#tHPxm
Po spotkaniu podrzucili mnie do domu (bo byliśmy w czwórkę). Wygramoliliśmy się z auta (on i ja), a on wydobył z czeluści auta me odzienie. Wiedziałam, że zaraz poprosi mnie o numer telefonu, a mój spanikowany umysł wytężał swoją kreatywność do granic możliwości, co by tu zrobić, by nie musieć tego robić. A że jestem miłą i ułożoną dziewczynką i głupio mi by było powiedzieć facetowi prosto w twarz (i to jeszcze przy wspólnych znajomych), że fajnie było, ale się skończyło i nic z tego nie będzie, to musiałam coś niestandardowego wykombinować. I stało się, wyświetlacz telefonu rozjaśnił mroki nocy. Rozbłysnął telefon, mój mózg też. Już otworzył usta i miał coś powiedzieć, gdy wtem ja wypaliłam: „Tak, to na pewno moja kurtka. Miło z twojej strony, że przyświecasz mi telefonem”. Po czym przytuliłam zdębiałego gościa z ciągle wyciągniętym przed siebie telefonem i weszłam do domu.
PS Koleś zgodnie z przewidywaniami po pewnym czasie okazał się totalnym złamasem.
Wpadliście sobie w oko, to w prawo, intuicja Cię ostrzegła to w lewo. Niczym po drodze nie sugerowałaś, że to złamas, a jednak do tego wniosku doszłaś. Albo w wyznaniu coś pominęłaś, albo Ty się lubisz z nimi zadawać.
Jak dla mnie to opis pierwszego wrażenia, które okazało się mylne.
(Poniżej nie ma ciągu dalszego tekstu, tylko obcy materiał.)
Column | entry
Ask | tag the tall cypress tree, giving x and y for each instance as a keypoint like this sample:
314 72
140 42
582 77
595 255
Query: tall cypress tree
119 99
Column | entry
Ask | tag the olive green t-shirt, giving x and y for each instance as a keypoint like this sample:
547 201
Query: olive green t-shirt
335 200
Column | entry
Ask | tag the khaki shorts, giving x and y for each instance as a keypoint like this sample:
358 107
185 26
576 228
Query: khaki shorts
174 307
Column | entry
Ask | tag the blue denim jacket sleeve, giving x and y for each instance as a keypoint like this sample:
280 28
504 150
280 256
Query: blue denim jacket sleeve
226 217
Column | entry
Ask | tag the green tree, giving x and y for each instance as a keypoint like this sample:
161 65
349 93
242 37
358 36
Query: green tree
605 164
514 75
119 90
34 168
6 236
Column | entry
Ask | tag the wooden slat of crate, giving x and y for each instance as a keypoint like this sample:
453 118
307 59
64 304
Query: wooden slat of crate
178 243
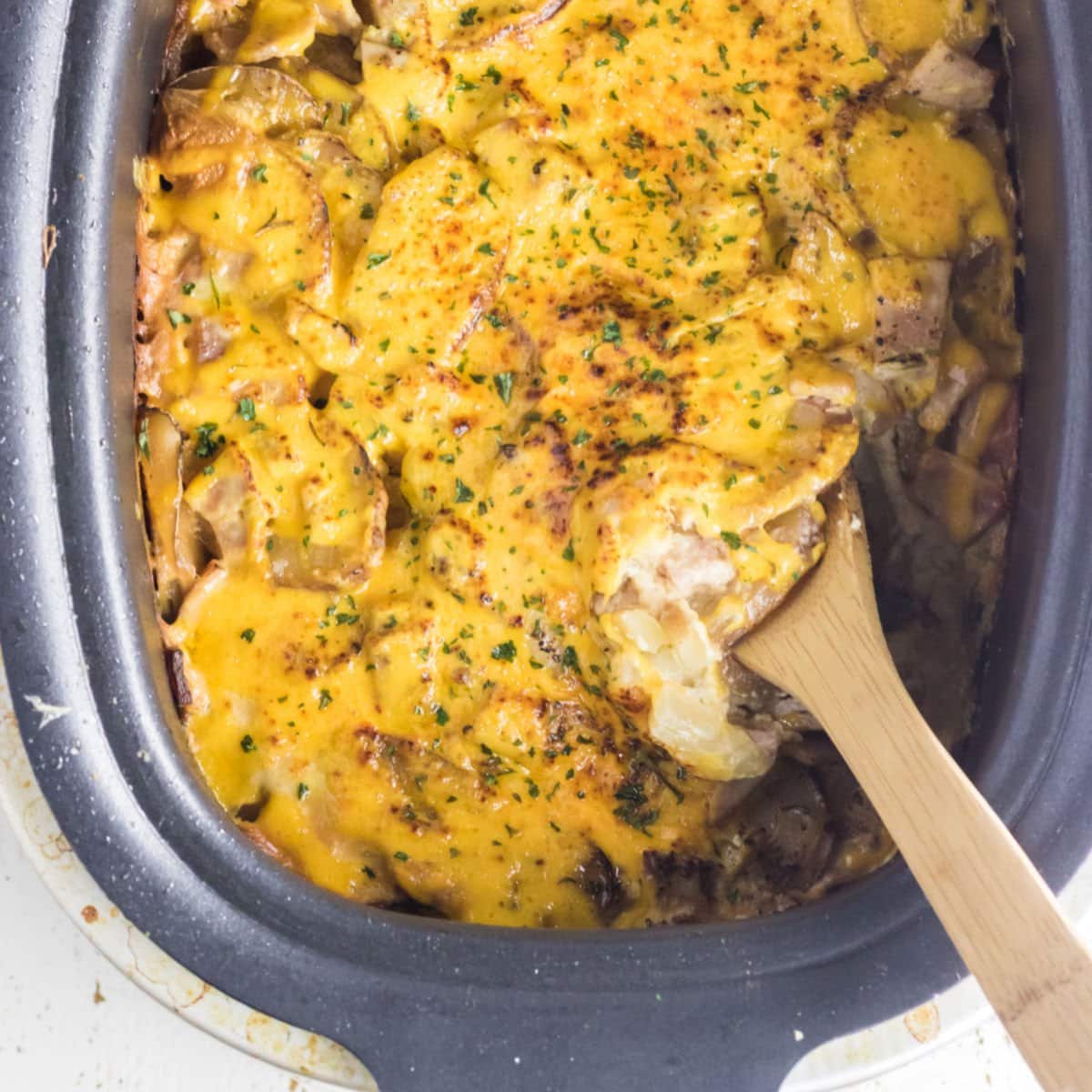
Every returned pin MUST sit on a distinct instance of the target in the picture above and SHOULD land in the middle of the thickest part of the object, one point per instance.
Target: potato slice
(279, 234)
(432, 263)
(229, 103)
(925, 192)
(911, 26)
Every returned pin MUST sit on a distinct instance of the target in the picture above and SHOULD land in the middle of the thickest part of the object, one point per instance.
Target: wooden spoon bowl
(824, 647)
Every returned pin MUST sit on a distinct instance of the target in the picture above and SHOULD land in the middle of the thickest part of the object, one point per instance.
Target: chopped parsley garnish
(506, 652)
(503, 385)
(207, 441)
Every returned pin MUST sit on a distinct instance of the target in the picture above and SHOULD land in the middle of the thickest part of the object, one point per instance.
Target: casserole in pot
(420, 999)
(490, 369)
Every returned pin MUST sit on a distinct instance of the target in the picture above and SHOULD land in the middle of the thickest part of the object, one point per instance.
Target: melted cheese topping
(492, 382)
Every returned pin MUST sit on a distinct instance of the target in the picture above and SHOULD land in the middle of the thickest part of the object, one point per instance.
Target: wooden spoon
(824, 644)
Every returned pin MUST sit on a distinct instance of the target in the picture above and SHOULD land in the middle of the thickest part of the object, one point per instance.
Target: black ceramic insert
(431, 1005)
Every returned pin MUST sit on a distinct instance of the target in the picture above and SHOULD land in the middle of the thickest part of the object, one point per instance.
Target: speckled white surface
(72, 1020)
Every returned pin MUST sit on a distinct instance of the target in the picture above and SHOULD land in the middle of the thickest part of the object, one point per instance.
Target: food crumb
(923, 1022)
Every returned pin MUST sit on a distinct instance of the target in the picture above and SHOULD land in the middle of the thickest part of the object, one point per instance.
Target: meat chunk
(950, 80)
(685, 885)
(599, 877)
(962, 369)
(954, 490)
(787, 824)
(911, 306)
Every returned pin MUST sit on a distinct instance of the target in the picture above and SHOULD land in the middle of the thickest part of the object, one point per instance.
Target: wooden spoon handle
(1000, 915)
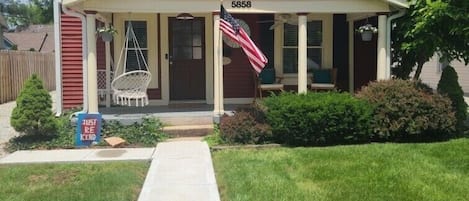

Możliwe, że zostało coś pominięte, ale nie sądzę, aby to miało znaczenie, nie zmieniłoby to kontekstu wyznania.
pieknie wybrnelas :)
brawa za intuicje, lepiej tak niz pozniej cierpiec
Jak zakładasz że będzie złamasem to tak będzie.. zastanów się czemu takiego przycoagnelas?